In Old West Country you'll find our state's second-largest city, Las Cruces (Spanish for "the crosses"), so named because it was the site of a cluster of crosses marking the graves of a group of travelers from Taos who were ambushed by Apaches in 1830, our largest lake, Elephant Butte (36 miles long), and the "Chile Capital of the World," an agricultural village called Hatch, where more than 30,000 acres of our addictive chile is grown and celebrated every Labor Day.
Southeast
Start by spending some time at the largest petroglyph site in the Southwest - Three Rivers Petroglyph National Recreation Site claims more than 21,000 ancient symbols scribed on their rocks and we challenge you to find at least half!

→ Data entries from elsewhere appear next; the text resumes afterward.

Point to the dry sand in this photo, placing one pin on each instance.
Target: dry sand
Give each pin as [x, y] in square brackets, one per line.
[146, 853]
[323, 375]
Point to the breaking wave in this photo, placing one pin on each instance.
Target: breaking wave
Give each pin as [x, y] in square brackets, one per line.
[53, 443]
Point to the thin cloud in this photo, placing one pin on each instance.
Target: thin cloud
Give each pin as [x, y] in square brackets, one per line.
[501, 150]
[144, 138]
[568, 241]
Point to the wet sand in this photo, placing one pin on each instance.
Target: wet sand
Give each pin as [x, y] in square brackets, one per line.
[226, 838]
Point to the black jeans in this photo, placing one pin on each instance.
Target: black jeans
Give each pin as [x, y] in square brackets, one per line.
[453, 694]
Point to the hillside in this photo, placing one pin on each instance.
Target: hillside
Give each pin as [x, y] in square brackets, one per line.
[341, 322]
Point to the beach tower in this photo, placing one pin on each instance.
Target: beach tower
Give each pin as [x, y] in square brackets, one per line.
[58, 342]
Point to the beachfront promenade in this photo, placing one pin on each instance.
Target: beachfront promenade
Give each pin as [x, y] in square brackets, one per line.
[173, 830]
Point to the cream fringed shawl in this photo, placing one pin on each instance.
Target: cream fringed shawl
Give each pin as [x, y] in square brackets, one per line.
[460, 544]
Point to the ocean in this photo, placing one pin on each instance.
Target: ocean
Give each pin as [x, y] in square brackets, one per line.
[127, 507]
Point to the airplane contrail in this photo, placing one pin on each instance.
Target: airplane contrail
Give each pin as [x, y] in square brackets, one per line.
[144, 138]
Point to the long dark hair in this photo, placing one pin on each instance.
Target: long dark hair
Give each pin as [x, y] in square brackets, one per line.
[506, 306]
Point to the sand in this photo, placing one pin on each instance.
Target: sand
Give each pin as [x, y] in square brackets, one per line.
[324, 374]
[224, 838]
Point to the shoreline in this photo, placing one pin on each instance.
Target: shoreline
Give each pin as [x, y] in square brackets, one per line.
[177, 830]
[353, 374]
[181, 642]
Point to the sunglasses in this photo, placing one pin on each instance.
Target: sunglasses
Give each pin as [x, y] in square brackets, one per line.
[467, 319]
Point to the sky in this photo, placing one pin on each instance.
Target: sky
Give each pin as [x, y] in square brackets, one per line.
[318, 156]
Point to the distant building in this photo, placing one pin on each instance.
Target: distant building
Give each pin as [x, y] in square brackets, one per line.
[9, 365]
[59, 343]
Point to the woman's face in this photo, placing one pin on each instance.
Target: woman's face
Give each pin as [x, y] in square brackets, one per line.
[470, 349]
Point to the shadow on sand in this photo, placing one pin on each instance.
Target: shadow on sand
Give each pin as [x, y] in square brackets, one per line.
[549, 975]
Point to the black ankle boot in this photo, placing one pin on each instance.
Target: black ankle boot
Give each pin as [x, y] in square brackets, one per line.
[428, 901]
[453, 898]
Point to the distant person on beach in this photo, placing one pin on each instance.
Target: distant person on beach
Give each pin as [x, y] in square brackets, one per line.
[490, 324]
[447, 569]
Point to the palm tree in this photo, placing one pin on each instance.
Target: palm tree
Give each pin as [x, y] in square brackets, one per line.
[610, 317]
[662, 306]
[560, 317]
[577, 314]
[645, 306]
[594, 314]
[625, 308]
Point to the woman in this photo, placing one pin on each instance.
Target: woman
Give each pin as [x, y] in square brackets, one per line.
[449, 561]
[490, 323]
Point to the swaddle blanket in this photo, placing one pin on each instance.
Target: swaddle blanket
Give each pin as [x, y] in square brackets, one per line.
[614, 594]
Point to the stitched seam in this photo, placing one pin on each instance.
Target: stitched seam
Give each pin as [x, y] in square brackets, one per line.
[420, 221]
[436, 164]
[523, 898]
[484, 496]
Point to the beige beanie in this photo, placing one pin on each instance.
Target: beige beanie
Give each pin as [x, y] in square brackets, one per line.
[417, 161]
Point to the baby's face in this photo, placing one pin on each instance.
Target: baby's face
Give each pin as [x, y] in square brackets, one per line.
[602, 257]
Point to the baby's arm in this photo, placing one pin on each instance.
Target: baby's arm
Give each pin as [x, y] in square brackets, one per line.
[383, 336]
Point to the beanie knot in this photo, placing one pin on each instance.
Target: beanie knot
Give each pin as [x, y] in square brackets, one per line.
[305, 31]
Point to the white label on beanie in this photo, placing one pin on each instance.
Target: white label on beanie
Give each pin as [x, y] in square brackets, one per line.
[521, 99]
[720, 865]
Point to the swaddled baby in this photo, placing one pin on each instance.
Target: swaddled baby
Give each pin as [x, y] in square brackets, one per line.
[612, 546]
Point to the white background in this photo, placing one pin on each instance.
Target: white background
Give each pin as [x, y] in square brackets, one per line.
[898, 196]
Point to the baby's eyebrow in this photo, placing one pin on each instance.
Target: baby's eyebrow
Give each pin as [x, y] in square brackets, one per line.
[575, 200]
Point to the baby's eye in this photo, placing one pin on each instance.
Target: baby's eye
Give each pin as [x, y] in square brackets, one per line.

And speaking of large - the southeast has what's been referred to by many as the 8th Wonder of the World - Carlsbad Caverns National Park invites you to explore some of the largest caves in the world - there are 100 known, 870-foot underground caves where the collection of stalagmites, stalactites, and Mexican freetail bats will leave you speechless. So may the world's richest quarter-horse race in Ruidoso Downs. Also in Ruidoso is the 2nd largest ski mountain in New Mexico - Ski Apache at 12,000 feet in the Lincoln National Forest has some of the best warm-weather powder in our state. For a different take on mountains of white, be sure to travel to White Sands National Monument outside of Alamogordo, where you can hike through the largest natural reservoir of gypsum in the world
And then there's Roswell, famous for what is now known as the Roswell Incident, a UFO story that is most definitely out of this world. For those of you who need a little background - allegedly, a flying saucer crashed here in 1947. In addition to an annual UFO festival, Roswell hosts the International UFO Museum and Research Center where you can decide for yourself about the crash through exhibits and programs.